Hubertus Heil, Bundesarbeitsminister (SPD)

Mit Heyo Kroemer, dem Vorstandsvorsitzenden der Charité, hatte Heil einen dankbaren Antwortgeber. Kroemer wies auf den Entlastungstarifvertrag hin, der an der Charité einen fixen Personalschlüssel festlegt. Eine Intensivpflegekraft soll maximal 1,8 Patient:innen pro Schicht versorgen, auf Normalstationen kommt eine Pflegekraft auf 15 Fälle.

Kroemer meinte damit: Gerade wegen der guten Bedingungen braucht das Universitätskrankenhaus Personal aus dem Ausland. „Angesichts des demographischen Wandels ist das nicht allein mit eigenen Pflegekräften lösbar“, erklärte er.

Tatsächlich ging dem Tarifvertrag ein wochenlanger Arbeitskampf voraus. Ende 2021 einigte sich die Klinik mit der Gewerkschaft Verdi. Die Streikenden wollten erreichen, dass sich der Stress auf den Stationen reduziert. Mittlerweile gilt der Tarifvertrag bundesweit als Vorbild.
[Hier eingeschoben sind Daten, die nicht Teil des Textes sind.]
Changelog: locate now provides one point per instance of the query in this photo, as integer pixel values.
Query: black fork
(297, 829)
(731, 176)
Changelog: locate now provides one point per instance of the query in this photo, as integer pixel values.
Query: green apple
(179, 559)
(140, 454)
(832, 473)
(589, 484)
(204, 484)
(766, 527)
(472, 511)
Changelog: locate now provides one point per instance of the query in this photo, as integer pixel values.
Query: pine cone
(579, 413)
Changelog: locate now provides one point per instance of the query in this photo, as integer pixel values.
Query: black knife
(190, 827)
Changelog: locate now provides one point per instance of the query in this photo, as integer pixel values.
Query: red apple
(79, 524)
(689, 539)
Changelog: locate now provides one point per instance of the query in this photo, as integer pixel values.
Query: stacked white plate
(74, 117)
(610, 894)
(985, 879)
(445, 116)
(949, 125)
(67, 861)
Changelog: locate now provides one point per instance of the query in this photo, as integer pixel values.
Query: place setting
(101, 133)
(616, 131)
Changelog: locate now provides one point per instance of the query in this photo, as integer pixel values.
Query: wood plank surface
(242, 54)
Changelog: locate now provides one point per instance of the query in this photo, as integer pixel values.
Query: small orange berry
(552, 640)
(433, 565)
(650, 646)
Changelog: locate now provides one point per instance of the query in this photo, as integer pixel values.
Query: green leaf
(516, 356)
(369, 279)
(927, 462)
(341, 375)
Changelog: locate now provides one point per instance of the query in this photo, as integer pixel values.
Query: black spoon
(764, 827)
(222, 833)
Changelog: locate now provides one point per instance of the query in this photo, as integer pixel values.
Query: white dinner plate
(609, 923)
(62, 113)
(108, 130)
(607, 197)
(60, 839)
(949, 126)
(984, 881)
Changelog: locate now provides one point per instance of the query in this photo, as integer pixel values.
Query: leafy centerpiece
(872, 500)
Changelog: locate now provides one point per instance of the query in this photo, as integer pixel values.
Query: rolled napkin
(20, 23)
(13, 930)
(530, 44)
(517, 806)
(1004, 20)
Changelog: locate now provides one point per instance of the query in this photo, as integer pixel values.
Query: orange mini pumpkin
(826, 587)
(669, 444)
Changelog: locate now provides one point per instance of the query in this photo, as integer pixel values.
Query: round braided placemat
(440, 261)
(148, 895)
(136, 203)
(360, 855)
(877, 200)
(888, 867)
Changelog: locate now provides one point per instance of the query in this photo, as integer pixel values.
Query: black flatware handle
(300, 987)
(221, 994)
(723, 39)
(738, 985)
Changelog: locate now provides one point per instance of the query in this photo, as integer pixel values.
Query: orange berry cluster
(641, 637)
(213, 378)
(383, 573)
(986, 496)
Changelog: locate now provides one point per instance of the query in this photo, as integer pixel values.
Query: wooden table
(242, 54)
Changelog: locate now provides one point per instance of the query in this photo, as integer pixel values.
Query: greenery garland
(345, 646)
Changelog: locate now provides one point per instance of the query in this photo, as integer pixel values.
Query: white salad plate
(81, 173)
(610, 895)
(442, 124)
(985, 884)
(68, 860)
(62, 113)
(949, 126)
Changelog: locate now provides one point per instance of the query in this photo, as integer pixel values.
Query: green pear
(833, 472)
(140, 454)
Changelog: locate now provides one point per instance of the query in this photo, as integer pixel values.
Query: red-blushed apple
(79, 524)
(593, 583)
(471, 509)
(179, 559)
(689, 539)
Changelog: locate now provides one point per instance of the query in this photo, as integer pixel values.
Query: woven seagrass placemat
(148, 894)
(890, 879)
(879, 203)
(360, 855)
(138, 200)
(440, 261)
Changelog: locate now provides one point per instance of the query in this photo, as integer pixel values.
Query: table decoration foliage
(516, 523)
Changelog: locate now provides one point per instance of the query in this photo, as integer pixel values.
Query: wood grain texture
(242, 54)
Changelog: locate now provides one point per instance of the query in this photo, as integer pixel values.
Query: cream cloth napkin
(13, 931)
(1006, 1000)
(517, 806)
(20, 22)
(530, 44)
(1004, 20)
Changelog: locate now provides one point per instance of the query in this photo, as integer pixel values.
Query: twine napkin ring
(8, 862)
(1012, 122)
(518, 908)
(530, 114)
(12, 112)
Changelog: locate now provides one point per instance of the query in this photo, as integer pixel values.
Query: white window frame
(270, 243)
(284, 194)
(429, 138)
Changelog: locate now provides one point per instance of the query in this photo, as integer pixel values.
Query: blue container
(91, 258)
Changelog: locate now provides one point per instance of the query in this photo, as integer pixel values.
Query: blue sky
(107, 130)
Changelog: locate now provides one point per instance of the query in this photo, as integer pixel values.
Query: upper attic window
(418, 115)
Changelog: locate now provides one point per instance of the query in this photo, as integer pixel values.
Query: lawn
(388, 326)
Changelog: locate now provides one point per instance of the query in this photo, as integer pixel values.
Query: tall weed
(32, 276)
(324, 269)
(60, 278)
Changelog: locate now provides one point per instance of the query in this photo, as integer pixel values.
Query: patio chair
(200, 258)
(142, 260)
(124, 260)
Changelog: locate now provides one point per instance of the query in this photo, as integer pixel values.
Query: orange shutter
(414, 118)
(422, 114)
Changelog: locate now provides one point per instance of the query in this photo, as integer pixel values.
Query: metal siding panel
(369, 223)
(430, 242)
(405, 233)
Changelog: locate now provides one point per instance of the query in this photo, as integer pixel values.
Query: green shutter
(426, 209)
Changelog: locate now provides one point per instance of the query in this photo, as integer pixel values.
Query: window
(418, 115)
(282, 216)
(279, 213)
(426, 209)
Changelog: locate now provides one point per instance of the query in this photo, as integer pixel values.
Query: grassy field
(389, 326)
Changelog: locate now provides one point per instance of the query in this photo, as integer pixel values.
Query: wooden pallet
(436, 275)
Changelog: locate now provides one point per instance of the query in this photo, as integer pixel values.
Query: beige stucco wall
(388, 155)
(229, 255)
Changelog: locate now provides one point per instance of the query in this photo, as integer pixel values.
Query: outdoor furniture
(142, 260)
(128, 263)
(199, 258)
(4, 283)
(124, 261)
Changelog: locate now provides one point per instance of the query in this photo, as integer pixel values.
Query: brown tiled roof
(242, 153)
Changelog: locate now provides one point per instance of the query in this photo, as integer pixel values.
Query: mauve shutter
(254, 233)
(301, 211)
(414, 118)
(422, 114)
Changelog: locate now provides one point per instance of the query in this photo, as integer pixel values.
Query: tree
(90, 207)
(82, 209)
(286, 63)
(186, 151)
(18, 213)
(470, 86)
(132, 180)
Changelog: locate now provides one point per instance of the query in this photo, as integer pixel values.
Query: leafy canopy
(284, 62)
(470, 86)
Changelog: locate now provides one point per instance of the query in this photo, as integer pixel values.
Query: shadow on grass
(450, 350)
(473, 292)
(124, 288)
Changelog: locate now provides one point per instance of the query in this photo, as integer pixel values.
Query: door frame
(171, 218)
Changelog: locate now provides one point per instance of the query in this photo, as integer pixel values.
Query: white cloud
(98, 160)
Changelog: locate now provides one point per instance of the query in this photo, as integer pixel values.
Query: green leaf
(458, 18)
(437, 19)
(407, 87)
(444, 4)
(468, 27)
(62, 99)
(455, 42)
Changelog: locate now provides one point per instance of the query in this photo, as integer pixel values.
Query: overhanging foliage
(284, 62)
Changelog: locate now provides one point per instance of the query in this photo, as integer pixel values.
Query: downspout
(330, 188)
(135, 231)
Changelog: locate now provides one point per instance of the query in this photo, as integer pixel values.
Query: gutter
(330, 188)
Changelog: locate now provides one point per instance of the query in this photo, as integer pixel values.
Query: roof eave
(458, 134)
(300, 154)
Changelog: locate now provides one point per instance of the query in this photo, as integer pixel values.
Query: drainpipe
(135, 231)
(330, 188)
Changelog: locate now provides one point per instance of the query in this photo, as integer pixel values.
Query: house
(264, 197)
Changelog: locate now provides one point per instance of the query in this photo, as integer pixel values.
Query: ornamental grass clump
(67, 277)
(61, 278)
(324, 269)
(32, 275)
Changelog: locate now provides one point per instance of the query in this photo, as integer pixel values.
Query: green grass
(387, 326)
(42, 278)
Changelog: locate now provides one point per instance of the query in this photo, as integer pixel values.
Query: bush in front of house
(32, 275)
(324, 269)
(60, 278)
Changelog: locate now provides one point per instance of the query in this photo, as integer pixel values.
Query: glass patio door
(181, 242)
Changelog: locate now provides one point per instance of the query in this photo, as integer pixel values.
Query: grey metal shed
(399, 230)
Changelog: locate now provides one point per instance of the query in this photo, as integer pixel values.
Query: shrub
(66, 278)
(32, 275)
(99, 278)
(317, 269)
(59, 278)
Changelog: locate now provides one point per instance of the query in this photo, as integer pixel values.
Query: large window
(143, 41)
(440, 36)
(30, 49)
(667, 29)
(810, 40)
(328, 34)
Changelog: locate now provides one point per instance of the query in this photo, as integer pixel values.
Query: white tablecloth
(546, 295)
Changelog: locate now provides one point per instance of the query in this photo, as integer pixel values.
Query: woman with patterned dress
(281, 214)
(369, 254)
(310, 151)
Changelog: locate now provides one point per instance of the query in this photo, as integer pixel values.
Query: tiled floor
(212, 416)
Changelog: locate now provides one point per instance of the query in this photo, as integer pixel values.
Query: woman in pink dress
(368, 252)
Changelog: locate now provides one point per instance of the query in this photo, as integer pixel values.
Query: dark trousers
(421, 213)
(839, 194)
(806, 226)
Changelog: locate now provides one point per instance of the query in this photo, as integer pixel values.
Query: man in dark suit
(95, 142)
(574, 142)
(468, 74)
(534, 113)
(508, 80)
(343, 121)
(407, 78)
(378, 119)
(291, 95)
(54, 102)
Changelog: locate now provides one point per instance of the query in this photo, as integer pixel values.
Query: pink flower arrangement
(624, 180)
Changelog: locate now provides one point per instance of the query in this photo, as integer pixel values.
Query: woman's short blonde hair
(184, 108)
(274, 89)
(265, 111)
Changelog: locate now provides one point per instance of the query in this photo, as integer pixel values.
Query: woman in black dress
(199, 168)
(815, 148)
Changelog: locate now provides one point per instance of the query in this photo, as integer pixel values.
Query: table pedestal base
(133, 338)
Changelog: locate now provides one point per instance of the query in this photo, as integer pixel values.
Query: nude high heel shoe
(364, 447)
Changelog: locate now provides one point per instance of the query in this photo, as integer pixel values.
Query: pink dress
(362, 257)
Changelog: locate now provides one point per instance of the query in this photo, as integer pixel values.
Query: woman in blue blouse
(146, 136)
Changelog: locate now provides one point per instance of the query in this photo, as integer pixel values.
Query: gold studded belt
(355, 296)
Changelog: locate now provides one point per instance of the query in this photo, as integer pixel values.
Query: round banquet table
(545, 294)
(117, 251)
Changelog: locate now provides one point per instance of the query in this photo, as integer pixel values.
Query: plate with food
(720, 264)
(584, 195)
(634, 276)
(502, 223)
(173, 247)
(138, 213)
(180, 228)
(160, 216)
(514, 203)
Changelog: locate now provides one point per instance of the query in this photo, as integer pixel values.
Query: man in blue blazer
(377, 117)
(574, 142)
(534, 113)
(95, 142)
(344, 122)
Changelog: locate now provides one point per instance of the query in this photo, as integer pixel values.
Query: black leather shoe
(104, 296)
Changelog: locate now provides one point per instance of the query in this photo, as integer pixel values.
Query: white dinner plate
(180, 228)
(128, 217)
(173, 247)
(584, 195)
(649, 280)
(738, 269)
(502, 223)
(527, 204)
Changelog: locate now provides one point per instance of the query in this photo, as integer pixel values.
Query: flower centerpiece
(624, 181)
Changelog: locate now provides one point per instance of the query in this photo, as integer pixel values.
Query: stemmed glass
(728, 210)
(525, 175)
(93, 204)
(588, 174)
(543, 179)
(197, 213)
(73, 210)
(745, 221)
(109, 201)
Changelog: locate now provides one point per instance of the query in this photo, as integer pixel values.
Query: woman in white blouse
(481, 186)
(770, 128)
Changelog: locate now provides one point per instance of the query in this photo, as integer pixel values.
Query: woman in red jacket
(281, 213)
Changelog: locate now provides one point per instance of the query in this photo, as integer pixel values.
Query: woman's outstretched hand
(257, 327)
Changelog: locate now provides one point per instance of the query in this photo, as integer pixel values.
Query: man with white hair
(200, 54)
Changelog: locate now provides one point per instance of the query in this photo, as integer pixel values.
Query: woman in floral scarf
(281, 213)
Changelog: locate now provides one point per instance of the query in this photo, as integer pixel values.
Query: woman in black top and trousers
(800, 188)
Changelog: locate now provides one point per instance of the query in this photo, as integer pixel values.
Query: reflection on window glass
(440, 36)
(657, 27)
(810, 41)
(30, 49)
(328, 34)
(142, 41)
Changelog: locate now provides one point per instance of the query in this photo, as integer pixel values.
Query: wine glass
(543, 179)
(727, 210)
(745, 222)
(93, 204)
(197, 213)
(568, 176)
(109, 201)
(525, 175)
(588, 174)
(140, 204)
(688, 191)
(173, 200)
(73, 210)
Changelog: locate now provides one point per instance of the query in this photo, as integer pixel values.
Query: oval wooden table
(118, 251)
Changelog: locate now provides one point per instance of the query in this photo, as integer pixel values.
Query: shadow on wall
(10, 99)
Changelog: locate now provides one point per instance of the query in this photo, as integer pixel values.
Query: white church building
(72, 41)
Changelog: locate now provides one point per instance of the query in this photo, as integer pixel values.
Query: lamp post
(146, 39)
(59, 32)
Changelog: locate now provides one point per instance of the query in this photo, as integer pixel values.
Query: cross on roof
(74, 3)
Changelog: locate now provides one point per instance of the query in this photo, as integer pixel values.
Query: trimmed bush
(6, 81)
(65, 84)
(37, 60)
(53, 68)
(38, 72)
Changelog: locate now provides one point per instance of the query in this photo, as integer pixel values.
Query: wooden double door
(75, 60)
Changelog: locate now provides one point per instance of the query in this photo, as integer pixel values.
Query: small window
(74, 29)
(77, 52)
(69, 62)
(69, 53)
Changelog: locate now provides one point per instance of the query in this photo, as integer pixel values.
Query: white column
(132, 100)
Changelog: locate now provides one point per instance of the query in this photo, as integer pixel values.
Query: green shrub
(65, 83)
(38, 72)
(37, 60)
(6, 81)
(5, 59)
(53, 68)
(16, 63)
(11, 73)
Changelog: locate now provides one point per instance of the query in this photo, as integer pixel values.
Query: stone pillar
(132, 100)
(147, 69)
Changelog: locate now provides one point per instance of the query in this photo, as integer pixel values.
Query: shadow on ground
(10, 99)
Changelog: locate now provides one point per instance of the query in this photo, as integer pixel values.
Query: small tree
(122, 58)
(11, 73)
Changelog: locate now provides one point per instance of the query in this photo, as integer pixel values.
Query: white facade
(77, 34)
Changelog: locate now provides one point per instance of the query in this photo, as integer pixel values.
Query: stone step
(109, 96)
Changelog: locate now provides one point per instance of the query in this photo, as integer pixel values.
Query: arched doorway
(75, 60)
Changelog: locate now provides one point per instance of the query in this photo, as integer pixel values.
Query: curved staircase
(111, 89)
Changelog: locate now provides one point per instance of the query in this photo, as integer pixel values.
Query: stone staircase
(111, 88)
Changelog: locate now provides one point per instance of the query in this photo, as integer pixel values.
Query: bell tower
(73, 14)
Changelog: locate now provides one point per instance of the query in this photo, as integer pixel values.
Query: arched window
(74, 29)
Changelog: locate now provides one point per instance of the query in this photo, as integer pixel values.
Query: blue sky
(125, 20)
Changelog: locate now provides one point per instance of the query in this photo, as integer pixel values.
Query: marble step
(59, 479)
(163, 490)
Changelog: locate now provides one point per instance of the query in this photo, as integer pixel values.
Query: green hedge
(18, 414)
Andere Länder für Fachkräfte attraktiver

So erfolgreich Salaz und die Charité mit ihrer Strategie sind, der Weg in den deutschen Arbeitsmarkt ist beschwerlich, die Anerkennung ausländischer Berufsabschlüsse aufwendig. Andere Länder machen es Fachkräften leichter. Laut einer Studie ist Deutschland unter den OECD-Staaten kürzlich auf Platz 15 zurückgefallen, was die Beliebtheit für Fachkräfte angeht.

Um den Prozess zu vereinfachen, hatte der Bundestag vor anderthalb Wochen eine Reform des Fachkräfteeinwanderungsgesetzes beschlossen. Die Reform sieht ein Punktesystem nach kanadischem Vorbild vor, Berufsabschlüsse sollen leichter anerkannt werden.

In Berlin ist dafür unter anderem das Landesamt für Gesundheit und Soziales (Lageso) zuständig. Der „dpa“ teilte eine Sprecherin im Mai mit, dass das Lageso 2022 bei Pflegeberufen einen Anstieg um 100 Prozent im Vergleich zu 2021 verzeichnete: Von 400 war die Zahl der Anträge auf Anerkennung einer Berufsqualifikation auf mehr als 800 gestiegen.